Lance pulled open the door to Sportsman’s and was greeted by modern pop music playing through overhead speakers—something by one of those trendy new boy bands who liked to wear skinny jeans and slick their hair up and sing about love and sex at the ripe old age of seventeen. Lance didn’t care for the music, but the décor was refreshing, like finally finding a person who speaks your native tongue after traveling abroad. The store was large and separated by category: hunting and fishing, camping, baseball and softball, basketball, football, golf, you name it. The entire back wall displayed athletic shoes of every make and model. Large cutouts and posters of the likes of Kevin Durant and Cam Newton and Rickie Fowler were bright and flashy and surely convinced folks they needed the same shoes these insanely gifted athletes wore.

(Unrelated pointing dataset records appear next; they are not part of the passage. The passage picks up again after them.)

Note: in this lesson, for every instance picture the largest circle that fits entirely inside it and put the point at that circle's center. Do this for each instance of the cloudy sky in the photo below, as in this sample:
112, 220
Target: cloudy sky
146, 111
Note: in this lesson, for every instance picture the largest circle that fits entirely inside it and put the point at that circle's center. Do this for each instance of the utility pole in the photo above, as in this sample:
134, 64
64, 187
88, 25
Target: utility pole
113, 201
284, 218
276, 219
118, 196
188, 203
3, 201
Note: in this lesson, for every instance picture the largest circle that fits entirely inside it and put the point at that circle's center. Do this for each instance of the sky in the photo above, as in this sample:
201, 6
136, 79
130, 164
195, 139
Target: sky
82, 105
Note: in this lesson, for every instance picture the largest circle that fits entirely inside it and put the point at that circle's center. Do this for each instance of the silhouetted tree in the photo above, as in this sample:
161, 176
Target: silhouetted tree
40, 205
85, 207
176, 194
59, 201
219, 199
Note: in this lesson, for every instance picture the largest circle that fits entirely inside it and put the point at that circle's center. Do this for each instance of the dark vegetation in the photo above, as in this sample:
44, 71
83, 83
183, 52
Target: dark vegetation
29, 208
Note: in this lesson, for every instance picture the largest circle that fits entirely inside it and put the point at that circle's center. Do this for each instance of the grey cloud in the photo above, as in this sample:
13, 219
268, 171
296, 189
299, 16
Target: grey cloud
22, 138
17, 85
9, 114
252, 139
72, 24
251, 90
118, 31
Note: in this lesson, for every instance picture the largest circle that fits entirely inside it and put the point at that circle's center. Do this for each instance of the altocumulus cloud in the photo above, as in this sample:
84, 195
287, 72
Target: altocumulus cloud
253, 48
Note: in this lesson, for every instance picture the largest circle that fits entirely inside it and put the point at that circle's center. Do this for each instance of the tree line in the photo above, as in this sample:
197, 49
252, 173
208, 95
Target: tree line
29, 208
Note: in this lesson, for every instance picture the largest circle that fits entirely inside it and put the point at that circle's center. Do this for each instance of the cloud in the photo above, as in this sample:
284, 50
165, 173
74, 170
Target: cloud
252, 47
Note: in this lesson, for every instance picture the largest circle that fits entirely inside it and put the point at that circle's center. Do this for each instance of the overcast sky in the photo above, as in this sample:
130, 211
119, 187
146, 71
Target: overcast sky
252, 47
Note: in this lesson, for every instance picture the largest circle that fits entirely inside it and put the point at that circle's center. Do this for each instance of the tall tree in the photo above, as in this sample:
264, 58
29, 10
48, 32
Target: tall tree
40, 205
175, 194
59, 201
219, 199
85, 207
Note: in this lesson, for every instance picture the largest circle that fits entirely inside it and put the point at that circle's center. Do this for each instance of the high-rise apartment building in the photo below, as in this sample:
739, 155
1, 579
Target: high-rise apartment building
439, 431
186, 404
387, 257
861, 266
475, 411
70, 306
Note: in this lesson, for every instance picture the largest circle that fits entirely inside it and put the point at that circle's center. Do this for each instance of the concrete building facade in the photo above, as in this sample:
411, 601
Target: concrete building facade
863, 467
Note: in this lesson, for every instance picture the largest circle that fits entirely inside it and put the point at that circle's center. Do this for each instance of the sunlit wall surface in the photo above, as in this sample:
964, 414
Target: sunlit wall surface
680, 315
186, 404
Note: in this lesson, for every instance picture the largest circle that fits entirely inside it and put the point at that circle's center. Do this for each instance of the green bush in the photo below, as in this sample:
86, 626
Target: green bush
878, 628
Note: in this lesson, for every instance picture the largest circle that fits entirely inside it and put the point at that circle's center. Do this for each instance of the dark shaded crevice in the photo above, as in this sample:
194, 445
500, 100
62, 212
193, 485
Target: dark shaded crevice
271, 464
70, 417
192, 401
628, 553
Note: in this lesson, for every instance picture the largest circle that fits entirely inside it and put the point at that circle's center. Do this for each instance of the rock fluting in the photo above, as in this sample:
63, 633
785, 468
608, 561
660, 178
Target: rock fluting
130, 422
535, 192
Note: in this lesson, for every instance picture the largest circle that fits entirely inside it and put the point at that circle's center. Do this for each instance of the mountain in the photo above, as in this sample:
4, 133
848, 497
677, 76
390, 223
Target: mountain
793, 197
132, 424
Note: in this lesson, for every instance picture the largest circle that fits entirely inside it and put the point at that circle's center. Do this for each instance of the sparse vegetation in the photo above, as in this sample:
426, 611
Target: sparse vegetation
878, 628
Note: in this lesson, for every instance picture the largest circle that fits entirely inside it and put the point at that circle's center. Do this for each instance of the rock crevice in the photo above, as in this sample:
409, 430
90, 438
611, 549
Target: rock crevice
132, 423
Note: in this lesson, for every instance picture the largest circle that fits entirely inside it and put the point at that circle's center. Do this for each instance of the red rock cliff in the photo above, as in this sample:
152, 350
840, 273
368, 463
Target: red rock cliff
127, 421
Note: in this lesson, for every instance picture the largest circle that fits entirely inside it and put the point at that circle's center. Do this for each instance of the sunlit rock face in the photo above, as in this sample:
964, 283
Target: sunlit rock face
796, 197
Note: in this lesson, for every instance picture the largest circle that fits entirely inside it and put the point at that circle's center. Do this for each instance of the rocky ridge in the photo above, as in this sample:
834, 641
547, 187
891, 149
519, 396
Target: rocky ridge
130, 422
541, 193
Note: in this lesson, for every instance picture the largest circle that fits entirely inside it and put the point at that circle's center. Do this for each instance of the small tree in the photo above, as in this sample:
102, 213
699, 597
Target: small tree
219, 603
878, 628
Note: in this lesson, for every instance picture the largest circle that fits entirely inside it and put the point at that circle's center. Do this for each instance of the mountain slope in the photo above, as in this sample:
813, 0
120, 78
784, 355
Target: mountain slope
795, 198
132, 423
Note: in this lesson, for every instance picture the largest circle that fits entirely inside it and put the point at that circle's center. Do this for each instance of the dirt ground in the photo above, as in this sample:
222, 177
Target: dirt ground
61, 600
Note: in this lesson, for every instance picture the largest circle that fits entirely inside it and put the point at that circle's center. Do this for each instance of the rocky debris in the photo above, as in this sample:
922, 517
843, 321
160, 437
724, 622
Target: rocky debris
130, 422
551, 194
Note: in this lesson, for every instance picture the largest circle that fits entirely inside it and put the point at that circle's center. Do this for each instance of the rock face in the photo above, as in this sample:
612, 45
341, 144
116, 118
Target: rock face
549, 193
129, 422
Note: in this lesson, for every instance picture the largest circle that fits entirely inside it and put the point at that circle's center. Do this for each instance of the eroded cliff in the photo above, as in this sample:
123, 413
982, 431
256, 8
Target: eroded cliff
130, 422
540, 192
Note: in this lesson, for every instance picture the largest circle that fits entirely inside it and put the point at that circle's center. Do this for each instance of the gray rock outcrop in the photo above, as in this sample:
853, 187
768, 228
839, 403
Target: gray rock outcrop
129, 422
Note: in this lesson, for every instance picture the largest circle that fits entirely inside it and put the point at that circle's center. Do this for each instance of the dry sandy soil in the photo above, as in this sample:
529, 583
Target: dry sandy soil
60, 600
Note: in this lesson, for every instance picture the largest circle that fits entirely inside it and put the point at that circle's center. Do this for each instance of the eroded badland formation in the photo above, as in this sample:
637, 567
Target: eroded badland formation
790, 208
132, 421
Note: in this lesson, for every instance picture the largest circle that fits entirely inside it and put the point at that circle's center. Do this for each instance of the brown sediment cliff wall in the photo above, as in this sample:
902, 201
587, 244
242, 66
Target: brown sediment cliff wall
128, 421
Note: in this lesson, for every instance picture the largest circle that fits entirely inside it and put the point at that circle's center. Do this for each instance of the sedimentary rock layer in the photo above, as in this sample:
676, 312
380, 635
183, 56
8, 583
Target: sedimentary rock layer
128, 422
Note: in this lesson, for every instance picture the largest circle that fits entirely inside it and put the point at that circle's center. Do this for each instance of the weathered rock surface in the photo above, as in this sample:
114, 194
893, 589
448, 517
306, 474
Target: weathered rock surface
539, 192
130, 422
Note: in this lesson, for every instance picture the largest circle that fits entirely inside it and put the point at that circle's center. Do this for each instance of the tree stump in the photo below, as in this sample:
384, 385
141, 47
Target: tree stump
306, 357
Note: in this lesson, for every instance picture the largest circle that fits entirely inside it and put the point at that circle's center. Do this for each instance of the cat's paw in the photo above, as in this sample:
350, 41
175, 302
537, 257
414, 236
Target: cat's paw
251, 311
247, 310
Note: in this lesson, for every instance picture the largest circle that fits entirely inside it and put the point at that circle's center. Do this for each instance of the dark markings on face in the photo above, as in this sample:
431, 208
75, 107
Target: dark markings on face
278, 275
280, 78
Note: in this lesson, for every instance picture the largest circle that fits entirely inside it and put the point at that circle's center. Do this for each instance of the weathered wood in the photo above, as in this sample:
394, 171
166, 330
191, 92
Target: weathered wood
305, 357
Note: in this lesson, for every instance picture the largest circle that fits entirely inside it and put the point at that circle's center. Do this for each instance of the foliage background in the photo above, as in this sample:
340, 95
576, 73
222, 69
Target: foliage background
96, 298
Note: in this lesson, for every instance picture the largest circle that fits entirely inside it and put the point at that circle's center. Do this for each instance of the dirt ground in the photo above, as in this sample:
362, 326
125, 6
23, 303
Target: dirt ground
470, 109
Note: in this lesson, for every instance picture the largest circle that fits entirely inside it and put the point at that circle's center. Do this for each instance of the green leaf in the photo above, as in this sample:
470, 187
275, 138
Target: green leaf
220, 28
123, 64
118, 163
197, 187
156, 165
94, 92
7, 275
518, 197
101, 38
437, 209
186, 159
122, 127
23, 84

The air smelled of leather and rubber and new shoes and competition.
There didn’t appear to be any other shoppers in the store. Lance figured this was because it was still early. A store like this wasn’t going to survive long in this town without some revenue. And if Leah’s words were true, which Lance figured them to be, athletics really did appear to be more and more the lifeblood of Westhaven.
Lance’s eyes gravitated to the basketball goal on display in the corner, an expensive model gleaming and beautiful, and he was hit with the urge to find a ball and go dunk it as hard as he could. Just to feel normal for a bit, to relax. But there was no time for that. He wasn’t here to have fun.